Torquato Tasso was a 16th-century Italian poet. He is best remembered for his poem Gerusalemme liberata (Jerusalem Delivered). The son of a prominent poet, Tasso grew up to be a brilliant young man. Even though his father wanted him to become a lawyer, he decided to become a poet and achieved considerable fame. His poems were widely translated.
Lygia Clark was a Brazilian artist best remembered for her installation work and painting. Clark discovered methods for viewers to interact with her work that dealt with the relationship between self and the outside world. Along with other important Brazilian artists, Clark is credited with co-founding the Neo-Concrete Movement. In 2014, one of her works was sold for $1.2 million.

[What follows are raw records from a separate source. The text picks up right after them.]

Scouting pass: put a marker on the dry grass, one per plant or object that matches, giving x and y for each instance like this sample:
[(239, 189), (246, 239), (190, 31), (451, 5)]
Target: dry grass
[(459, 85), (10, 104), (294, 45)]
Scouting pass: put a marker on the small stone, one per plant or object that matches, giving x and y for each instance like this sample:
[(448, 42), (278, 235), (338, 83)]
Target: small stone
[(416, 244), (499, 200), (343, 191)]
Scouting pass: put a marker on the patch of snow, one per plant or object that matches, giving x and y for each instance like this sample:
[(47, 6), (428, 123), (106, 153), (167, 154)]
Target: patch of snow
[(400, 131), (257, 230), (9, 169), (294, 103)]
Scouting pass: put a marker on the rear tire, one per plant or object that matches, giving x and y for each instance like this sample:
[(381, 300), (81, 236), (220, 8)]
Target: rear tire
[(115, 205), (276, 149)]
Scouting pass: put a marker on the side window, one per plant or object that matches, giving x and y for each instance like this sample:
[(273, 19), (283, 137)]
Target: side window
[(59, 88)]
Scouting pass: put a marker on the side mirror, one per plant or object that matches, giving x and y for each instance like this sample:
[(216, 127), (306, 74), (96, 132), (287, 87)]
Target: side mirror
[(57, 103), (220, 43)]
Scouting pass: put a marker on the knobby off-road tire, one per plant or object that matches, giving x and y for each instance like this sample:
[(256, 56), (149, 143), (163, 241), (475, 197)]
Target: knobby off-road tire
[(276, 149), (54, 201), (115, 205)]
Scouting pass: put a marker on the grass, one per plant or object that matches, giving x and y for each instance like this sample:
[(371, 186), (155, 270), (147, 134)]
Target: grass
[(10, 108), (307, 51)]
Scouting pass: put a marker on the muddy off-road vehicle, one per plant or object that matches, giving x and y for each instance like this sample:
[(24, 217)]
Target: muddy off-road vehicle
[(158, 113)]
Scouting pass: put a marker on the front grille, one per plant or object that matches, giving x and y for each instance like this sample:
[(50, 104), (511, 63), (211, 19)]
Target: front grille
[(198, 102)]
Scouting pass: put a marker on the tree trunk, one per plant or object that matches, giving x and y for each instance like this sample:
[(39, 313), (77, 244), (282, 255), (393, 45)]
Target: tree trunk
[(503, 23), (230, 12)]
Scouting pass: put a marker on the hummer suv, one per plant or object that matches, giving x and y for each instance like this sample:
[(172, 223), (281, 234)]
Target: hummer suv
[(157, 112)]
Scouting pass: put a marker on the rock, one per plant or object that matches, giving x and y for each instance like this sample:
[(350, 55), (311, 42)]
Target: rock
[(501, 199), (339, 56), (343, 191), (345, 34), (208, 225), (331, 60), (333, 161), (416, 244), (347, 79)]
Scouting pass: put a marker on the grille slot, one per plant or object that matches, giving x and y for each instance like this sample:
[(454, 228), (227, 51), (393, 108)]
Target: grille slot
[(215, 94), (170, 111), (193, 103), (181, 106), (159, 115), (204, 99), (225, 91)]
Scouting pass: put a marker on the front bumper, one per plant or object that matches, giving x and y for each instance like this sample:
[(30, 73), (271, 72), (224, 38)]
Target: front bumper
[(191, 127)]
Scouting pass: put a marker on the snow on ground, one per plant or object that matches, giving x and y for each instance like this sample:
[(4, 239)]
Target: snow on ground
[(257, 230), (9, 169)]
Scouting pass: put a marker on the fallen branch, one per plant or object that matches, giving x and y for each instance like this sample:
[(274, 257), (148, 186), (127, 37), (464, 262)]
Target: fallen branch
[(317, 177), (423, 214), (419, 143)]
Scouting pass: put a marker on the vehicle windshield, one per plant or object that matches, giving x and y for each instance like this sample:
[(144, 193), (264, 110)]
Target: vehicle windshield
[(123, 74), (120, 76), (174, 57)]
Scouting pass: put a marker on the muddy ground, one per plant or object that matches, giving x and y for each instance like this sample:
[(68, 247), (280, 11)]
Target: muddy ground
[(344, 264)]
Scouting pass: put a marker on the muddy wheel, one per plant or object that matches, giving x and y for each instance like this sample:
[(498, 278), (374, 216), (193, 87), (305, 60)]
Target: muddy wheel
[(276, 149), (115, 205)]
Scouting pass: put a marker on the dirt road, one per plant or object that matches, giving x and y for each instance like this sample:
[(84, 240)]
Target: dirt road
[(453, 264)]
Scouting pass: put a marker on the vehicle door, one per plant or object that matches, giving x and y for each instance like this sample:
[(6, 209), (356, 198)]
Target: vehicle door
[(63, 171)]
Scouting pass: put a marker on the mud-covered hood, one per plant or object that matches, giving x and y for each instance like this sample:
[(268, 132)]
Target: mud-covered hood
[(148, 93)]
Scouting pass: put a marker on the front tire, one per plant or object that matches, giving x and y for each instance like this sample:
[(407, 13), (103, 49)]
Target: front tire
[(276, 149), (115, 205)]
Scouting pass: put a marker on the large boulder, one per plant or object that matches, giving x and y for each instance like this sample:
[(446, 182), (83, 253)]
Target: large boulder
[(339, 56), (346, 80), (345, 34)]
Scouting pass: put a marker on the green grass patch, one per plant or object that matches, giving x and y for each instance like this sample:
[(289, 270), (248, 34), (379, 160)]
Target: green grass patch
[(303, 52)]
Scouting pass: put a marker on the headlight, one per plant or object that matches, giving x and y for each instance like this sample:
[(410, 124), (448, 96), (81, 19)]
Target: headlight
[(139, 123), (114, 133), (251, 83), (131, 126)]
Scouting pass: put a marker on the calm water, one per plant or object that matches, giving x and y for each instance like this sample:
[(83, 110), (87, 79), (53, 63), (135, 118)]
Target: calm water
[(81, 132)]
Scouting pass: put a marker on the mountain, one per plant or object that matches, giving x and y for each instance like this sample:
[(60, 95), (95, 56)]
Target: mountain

David Teniers the Younger was a Flemish Baroque painter, draughtsman, printmaker, staffage painter, miniaturist painter, copyist, and art curator. A prolific and versatile artist, Teniers was considered an innovator in a variety of genres such as genre painting, history painting, portrait, landscape painting, and still life. Today, he is remembered as the most important Flemish genre painter of his generation.
Remembered as the “mad scientist,” Johann Konrad Dippel is considered by many as the person who had inspired Mary Shelley to write Frankenstein. He used the pseudonym Christianus Democritus to write various scientific texts and claimed his concoction Dippel's oil was the "elixir of life" that promised immortality.
Elena Rzhevskaya was a writer who also worked as a war interpreter for the Soviet Union. She is best remembered for her memoir, Memories of a War-time Interpreter, according to which she was part of the Soviet unit that was tasked with finding Adolf Hitler's corpse. According to Rzhevskaya, Hitler's body was found on 4 May 1945 by Ivan Churakov.
Cervantes Prize- and Chilean National Prize-winning Chilean poet Gonzalo Rojas was initially part of the Surrealist group Mandrágora. A professor, he was forced to go into exile after the 1973 Chilean coup. He later taught in Germany, Mexico, the US, and Spain. He is remembered for works such as La miseria del hombre.